The two start dancing the Zorba dance during a live concert. It is a euphoric, random moment. And it is also symbolic; no matter how far Cassandra tries to flee her father’s influence, she never quite manages.
“Christopher took Cassandra by the hand and dragged her off her stool. He put her arm around his shoulder and the two of them danced the Zorba dance together.”
- Some Candy Talking – The Jesus and Mary Chain
A song by the Scottish New Wave band The Jesus and Mary Chain can’t go amiss in a story about cities and freedom. If you’ve seen Lost in Translation you’ll know what I mean (future blog coming up on that).
Christopher has a wild past. As a young chef he dabbled in drugs and the necessary hardcore, militant living that comes with professional cheffing. He was always determined to rise to the top of the culinary scene of Malta and he dived into the lifestyle whole-heartedly and unapologetically.
The song comes on as he’s walking around Budapest, at night, communing with his father’s leg – a mixture of old Christopher and new.
“Christopher put his earphones back on and began walking through the labyrinth where everyone was half-human, half-fucking-bull.
I’m going down to the place tonight, to see if I can get a taste tonight, a taste of something warm and sweet, that shivers your bones and rises to your heat.
His walk reverberated like the shrill guitars of The Jesus and Mary Chain. He felt compelled to stop for a beer, to drink from the night’s oasis. But he needed to keep walking. His father insisted. And tonight, tonight, he was indulging him.”
- Nights in White Satin – Moody Blues
A 60’s song that we get to hear during a pivotal karaoke scene. Cassandra is trying to act randomly and do things her father would never approve of. Her father’s idea of music had always been classical, orchestral music. Not anymore for Cassandra. She begs Christopher to take her out for karaoke and he indulges her.
As she watches a group of young Hungarians take to the mic she waxes lyrical and falls into a reflective mood. She asks Christopher all sorts of existential questions. Why are the singing? What are their dreams? Why are they here? Why are we here?

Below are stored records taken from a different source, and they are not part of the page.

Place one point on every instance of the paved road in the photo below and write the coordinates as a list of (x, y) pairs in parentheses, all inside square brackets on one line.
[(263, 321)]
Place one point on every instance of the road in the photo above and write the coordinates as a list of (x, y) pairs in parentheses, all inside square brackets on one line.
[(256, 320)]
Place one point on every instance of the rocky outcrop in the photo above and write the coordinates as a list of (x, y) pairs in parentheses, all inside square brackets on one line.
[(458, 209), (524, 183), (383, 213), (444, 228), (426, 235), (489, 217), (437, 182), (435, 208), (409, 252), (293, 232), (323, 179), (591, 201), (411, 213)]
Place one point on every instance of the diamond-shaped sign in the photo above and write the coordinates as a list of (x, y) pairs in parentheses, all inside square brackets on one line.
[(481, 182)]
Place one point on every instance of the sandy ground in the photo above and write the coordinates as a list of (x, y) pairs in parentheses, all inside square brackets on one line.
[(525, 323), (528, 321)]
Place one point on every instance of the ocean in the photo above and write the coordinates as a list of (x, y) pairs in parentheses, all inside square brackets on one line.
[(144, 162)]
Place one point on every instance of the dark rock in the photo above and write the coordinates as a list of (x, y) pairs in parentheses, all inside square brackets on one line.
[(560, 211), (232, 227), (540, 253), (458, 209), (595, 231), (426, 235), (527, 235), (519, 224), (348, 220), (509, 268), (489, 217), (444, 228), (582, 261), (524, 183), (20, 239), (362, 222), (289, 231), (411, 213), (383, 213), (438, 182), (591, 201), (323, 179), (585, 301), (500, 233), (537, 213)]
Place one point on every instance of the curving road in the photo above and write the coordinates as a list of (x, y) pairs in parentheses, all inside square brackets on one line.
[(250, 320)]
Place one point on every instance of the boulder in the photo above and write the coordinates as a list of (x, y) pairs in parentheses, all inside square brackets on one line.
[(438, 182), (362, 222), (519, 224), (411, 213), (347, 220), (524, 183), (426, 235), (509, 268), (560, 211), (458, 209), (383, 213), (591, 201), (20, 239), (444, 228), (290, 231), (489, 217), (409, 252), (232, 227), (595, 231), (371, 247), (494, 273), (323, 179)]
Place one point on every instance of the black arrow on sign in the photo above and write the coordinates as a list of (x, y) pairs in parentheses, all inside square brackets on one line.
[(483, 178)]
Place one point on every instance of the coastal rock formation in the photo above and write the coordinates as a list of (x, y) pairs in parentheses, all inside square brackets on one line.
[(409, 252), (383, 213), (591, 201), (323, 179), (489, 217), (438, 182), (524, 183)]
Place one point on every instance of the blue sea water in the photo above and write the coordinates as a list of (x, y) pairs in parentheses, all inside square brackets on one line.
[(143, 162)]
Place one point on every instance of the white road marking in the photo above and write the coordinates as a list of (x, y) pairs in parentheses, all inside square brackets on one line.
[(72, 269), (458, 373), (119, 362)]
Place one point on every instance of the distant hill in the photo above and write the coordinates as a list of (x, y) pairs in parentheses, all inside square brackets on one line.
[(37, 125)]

The two get closer and closer during this scene until…
- Perfect Day – Lou Reed
This scene brings together all the tension, doubts and hopes of the novel up to this point. Part of the same karaoke scene – this is where Christopher and Cassandra decide to go sing a duet together.
Christopher chooses Perfect Day. And its words end up being a perfect fit for their story so far. I can’t and won’t go into too much detail – I won’t dare risk spoilers. But suffice it to say this scene is my favourite in the whole novel and the song crowns it fantastically.